In a recent edition of the Carrick on Money newsletter, I discussed the case of a reader whose father was about to receive $500,000 in proceeds from the sale of his home and wanted to use the funds to live in a retirement home. This reader asked whether he needs to spread the money between multiple financial institutions to get full protection from Canada Deposit Insurance Corp.
I noted in my answer that you can have multiple accounts eligible for $100,000 of coverage each (note: that’s principal plus interest) at the same bank. For example, a tax-free savings account holding guaranteed investment certificates and a regular, non-registered savings account would each be covered. But it’s quite possible this reader’s father would need to have accounts at multiple banks to stay fully within CDIC limits.
Readers reminded me that there’s another option – use a credit union. Credit unions have their own provincial deposit-insurance plans and coverage limits can be higher than CDIC, even unlimited. For example, Ontario credit unions have a $250,000 limit, while Manitoba credit unions have unlimited coverage. Manitoba’s unlimited coverage is noteworthy because the province is home to several credit unions with online banking divisions offering excellent rates on savings accounts and term deposits.

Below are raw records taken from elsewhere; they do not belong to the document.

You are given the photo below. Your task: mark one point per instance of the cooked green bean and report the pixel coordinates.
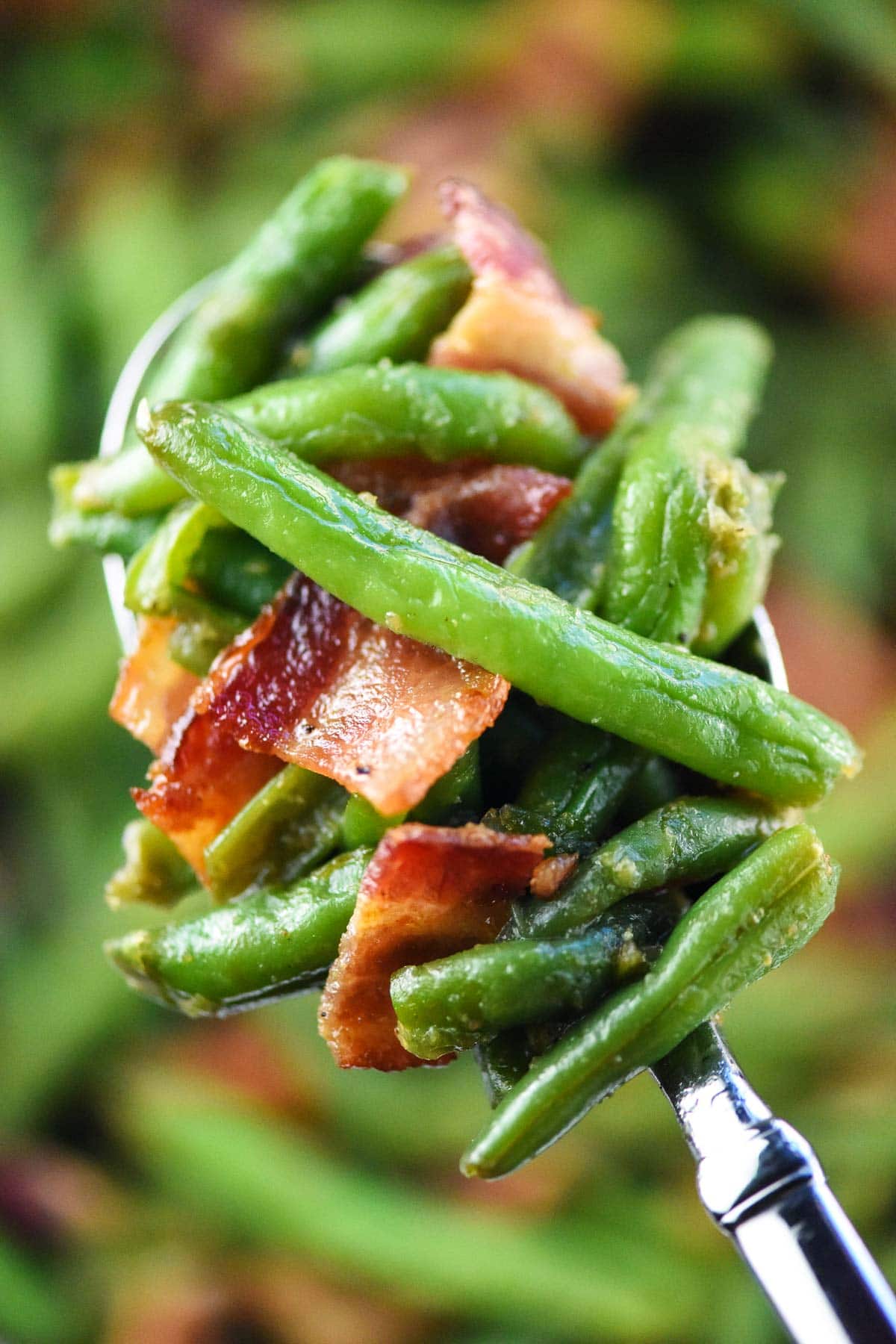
(714, 719)
(368, 410)
(503, 1062)
(108, 531)
(153, 871)
(578, 784)
(285, 831)
(361, 824)
(156, 576)
(455, 1001)
(687, 840)
(671, 514)
(269, 944)
(395, 316)
(381, 409)
(296, 264)
(704, 382)
(739, 561)
(233, 570)
(753, 920)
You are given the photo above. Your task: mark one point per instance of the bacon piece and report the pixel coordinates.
(428, 892)
(519, 317)
(551, 874)
(152, 690)
(200, 783)
(491, 511)
(316, 683)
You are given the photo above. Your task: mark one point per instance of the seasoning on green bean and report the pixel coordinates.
(368, 410)
(753, 920)
(280, 835)
(395, 316)
(578, 784)
(682, 497)
(470, 996)
(371, 410)
(269, 944)
(687, 840)
(711, 718)
(739, 562)
(704, 382)
(153, 871)
(108, 532)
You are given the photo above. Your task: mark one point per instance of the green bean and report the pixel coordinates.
(578, 784)
(442, 413)
(156, 576)
(294, 265)
(503, 1062)
(297, 261)
(460, 791)
(395, 316)
(739, 561)
(669, 517)
(363, 824)
(199, 638)
(367, 410)
(706, 378)
(153, 870)
(282, 833)
(108, 531)
(687, 840)
(470, 996)
(711, 718)
(233, 570)
(269, 944)
(761, 913)
(687, 519)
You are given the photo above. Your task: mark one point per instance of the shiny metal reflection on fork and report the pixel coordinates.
(765, 1187)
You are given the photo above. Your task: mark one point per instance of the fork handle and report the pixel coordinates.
(815, 1268)
(763, 1186)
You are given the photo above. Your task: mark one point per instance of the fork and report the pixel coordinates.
(758, 1179)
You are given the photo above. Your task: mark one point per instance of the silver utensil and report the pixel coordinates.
(758, 1179)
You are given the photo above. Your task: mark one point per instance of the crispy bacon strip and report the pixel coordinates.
(429, 892)
(200, 783)
(316, 683)
(152, 691)
(519, 317)
(491, 511)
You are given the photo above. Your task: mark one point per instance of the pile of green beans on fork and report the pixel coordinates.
(669, 784)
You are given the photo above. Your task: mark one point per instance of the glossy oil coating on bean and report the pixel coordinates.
(371, 410)
(265, 945)
(297, 261)
(470, 996)
(282, 833)
(704, 383)
(761, 913)
(687, 840)
(395, 316)
(711, 718)
(578, 784)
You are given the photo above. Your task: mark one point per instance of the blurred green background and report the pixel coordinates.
(202, 1183)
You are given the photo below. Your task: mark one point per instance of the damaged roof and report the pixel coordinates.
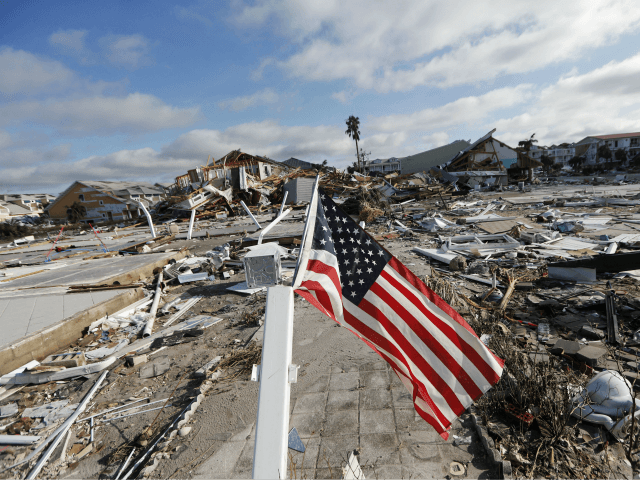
(424, 161)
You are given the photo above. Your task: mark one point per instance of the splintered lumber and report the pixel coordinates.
(507, 295)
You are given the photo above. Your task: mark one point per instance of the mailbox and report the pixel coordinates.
(262, 265)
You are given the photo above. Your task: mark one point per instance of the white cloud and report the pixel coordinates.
(343, 96)
(238, 104)
(467, 110)
(192, 14)
(604, 100)
(437, 139)
(28, 74)
(258, 72)
(69, 40)
(396, 46)
(101, 115)
(129, 51)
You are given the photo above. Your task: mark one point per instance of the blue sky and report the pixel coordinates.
(146, 90)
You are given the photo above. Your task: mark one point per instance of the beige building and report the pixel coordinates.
(106, 201)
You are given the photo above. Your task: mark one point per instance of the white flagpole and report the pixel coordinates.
(307, 235)
(276, 373)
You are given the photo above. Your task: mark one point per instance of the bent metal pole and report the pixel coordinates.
(148, 328)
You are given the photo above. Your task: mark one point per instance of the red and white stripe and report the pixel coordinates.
(431, 348)
(321, 284)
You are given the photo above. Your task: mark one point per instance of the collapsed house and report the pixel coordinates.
(105, 201)
(481, 163)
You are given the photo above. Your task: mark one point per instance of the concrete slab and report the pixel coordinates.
(88, 272)
(25, 315)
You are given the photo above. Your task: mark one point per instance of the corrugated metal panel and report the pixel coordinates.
(300, 190)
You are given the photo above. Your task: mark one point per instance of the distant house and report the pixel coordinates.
(629, 142)
(388, 165)
(30, 201)
(296, 163)
(425, 161)
(106, 201)
(9, 211)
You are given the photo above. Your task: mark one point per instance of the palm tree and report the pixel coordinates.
(353, 130)
(528, 143)
(576, 162)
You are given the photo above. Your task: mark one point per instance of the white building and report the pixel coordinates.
(389, 165)
(560, 154)
(629, 142)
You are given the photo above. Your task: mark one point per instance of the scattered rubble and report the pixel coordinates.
(548, 279)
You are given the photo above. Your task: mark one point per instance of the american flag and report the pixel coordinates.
(348, 276)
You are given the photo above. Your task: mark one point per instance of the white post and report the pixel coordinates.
(284, 201)
(250, 214)
(148, 328)
(193, 218)
(272, 429)
(146, 212)
(271, 225)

Deposit-insurance plans have their differences, though. CDIC is a federal Crown corporation, while the Deposit Insurance Corp. of Ontario is a government agency. By contrast, the Deposit Guarantee Corp. of Manitoba is not part of the Manitoba government.
Downsizing boomers with hundreds of thousands of dollars to park do not have to subdivide their money to have it protected by deposit insurance. But they may want to anyway if they prefer deposit insurance with government backing, particularly the federal government.